Вот так, в несколько поэтических «штрихов» и урок истории преподан, и ироническое подтрунивание над собой проскользнуло – все в стиле Першина…
И совсем в ином ключе говорит он о столице соловьиного края в стихотворении «Курску». Здесь все серьезно и торжественно, как при исполнении гимна страны, ибо речь о великих курянах – писателях, музыкантах, скульпторах – «богатырях» земли Курской и святом старце Серафиме Саровском.
Древней песней величавой,
Город мой, прославлен ты,
Мы твоей былинной Славой
По достоинству горды.
Курской битвы – гул по свету
До сих пор ещё не стих…
Помним мы твоих поэтов,
Славим воинов твоих.
Здесь классические виды
Тютчев высмотрел не зря…
Клыков, Носов и Свиридов –
Три твоих богатыря.
А за курскими холмами,
На исходе долгих лет,
Зажигал сердца стихами
Вдохновенный свыше Фет…
Соловьиной песней встретим,
Крестным ходом укрепим…
Вечно с нами, вечно светел,
Преподобный Серафим.
Древней песней величавой,
Светлой памятью храним…
Мы твоей священной Славы –
Видит Бог! – не посрамим.
Совершенно иным в творчестве Юрия Першина предстает Курск конца пятидесятых и начала шестидесятых годов ХХ века.
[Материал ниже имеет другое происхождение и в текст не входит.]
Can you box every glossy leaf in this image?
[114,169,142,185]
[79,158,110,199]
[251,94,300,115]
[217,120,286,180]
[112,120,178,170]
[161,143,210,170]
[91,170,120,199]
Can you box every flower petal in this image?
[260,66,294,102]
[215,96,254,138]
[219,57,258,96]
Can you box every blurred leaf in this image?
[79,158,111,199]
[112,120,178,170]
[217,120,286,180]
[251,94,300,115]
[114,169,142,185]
Да, война ушла, город отстроен. Не видать прежней разрухи. Но это – внешне. А что же с душой города, его людьми, только-только пережившими беды и страдания войны?..
В стихотворении «Вспоминая «Голубые Дунаи» поэт с пронзительной правдивостью рассказывает 0 незаживающих ранах города – о «костыльных», зачастую безногих, безруких ветеранах, частых посетителях дощатых «Голубых Дунаев», певших песни, похожие на вой и плач. Да, были в городе такие демократические питейные заведения, в которых пиво продавалось «на разлив». И их, кстати, посещали не только люди с низкой социальной планкой, но и представители местной интеллигенции. Появившиеся в городе рестораны не всем были «по карману». Вот и шла интеллигенция в «народ». Впрочем, «патриархи Носов и Корнеев», прошедшие войну и получившие на ней инвалидность, возможно, посещали «Голубые Дунаи» и по иным мотивам – из солидарности с братьями по оружию. Потому они, а также их друзья, в том числе и начинающие поэты, в видении Першина – «шалые и святые».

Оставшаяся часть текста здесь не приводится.